3D Cartoon Face Generation with Controllable Expressions from a Single GAN Image
Hao Wang, Wenhao Shen, Guosheng Lin, Steven C. H. Hoi, Chunyan Miao
TL;DR
This work tackles generating 3D cartoon avatars from a single GAN-generated 2D face without 3D supervision by learning and exploiting the semantic structure of StyleGAN's latent space. It finetunes a FFHQ-based StyleGAN on cartoon data, links the latent spaces so identical latent codes produce consistent 2D outputs across domains, and uses SeFa-derived directions refined by identity and texture losses to edit expressions while preserving identity. A neural renderer with a VLDA module reconstructs 3D shapes from multiple lighting and viewpoint variations derived from manipulated latent codes, reinforced by symmetry and identity constraints. The approach is evaluated on Disney, MetFaces, and Ukiyo-e datasets, showing improved 2D cartoon quality (FID, perceptual loss) and 3D reconstruction accuracy (SIDE, MAD) over baselines, with ablations confirming the utility of latent-code optimization and the proposed losses. Overall, the method enables controllable 3D cartoon avatars from single 2D GAN images, with practical implications for animation, gaming, and avatar creation without requiring 3D supervision.
Abstract
In this paper, we investigate an open research task of generating 3D cartoon face shapes from single 2D GAN generated human faces and without 3D supervision, where we can also manipulate the facial expressions of the 3D shapes.
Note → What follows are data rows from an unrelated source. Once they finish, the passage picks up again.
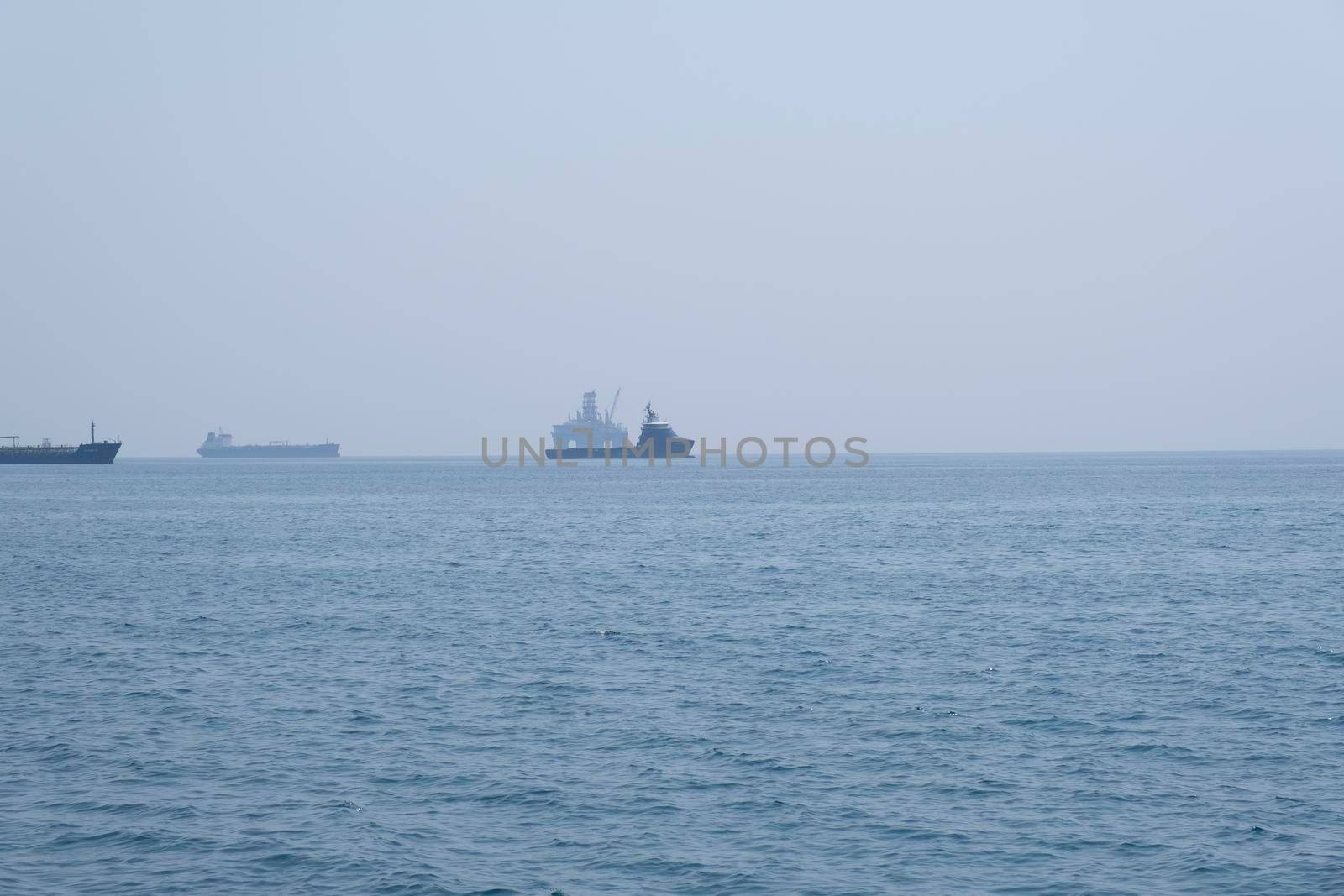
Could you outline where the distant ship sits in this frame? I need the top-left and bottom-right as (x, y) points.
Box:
(197, 432), (340, 457)
(0, 423), (121, 464)
(546, 390), (695, 461)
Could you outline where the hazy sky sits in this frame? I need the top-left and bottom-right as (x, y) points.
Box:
(0, 0), (1344, 455)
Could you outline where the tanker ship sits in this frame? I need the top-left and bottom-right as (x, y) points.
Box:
(0, 423), (121, 464)
(197, 432), (340, 458)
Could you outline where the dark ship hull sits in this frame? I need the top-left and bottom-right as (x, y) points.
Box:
(197, 442), (340, 458)
(0, 442), (121, 464)
(546, 435), (695, 462)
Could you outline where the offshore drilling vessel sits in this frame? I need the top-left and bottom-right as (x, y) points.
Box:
(0, 423), (121, 464)
(546, 390), (695, 461)
(197, 427), (340, 458)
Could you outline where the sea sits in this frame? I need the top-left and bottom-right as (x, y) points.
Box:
(0, 451), (1344, 896)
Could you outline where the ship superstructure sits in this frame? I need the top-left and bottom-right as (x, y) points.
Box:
(0, 423), (121, 464)
(546, 390), (630, 459)
(546, 390), (695, 461)
(197, 427), (340, 458)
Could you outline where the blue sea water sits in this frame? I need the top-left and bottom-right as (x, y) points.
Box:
(0, 453), (1344, 896)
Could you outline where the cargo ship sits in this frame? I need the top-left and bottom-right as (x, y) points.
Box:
(0, 423), (121, 464)
(197, 432), (340, 458)
(546, 390), (695, 461)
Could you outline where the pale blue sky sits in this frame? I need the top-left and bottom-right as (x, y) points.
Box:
(0, 2), (1344, 455)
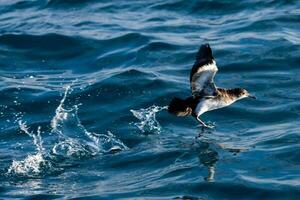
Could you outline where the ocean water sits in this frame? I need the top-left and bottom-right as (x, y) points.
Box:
(0, 0), (300, 200)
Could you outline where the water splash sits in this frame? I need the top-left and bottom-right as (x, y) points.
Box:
(7, 121), (52, 177)
(130, 105), (168, 134)
(51, 86), (128, 157)
(7, 86), (128, 177)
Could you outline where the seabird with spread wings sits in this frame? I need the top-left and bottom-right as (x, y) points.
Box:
(168, 44), (255, 128)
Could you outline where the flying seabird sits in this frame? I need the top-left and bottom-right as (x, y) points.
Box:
(168, 44), (256, 128)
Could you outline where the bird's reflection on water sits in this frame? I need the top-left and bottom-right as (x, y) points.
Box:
(194, 139), (219, 182)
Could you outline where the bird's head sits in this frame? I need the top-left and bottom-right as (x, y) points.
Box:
(231, 88), (256, 99)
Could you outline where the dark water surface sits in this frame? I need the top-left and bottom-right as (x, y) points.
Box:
(0, 0), (300, 199)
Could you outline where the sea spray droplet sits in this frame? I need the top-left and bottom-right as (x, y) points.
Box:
(7, 121), (51, 177)
(51, 86), (128, 158)
(130, 105), (168, 134)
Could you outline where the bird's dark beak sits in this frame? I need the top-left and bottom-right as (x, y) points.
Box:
(248, 94), (256, 99)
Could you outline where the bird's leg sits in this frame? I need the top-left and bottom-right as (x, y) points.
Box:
(196, 116), (214, 128)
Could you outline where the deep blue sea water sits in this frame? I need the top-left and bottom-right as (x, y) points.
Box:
(0, 0), (300, 200)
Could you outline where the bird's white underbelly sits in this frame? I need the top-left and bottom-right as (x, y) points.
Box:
(195, 99), (233, 116)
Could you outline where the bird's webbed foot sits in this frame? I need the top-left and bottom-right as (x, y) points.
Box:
(196, 117), (215, 129)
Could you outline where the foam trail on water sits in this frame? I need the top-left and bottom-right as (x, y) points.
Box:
(130, 105), (168, 134)
(51, 86), (127, 157)
(7, 121), (51, 177)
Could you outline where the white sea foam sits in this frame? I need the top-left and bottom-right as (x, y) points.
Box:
(7, 86), (128, 177)
(7, 121), (51, 177)
(51, 87), (127, 157)
(130, 105), (168, 134)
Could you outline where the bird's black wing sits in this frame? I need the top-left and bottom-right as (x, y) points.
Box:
(190, 44), (218, 96)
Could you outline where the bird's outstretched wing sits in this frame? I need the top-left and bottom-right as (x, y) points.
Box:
(190, 44), (218, 97)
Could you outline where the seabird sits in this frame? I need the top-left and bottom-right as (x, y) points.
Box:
(168, 44), (256, 128)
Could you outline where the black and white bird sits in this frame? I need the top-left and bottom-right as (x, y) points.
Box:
(168, 44), (256, 128)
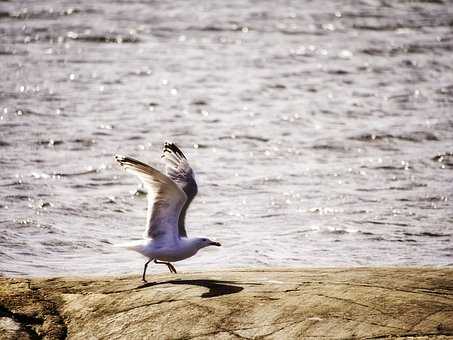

To this end, we discover the semantic meanings of StyleGAN latent space, such that we are able to produce face images of various expressions, poses, and lighting conditions by controlling the latent codes. Specifically, we first finetune the pretrained StyleGAN face model on the cartoon datasets. By feeding the same latent codes to face and cartoon generation models, we aim to realize the translation from 2D human face images to cartoon styled avatars. We then discover semantic directions of the GAN latent space, in an attempt to change the facial expressions while preserving the original identity. As we do not have any 3D annotations for cartoon faces, we manipulate the latent codes to generate images with different poses and lighting conditions, such that we can reconstruct the 3D cartoon face shapes. We validate the efficacy of our method on three cartoon datasets qualitatively and quantitatively.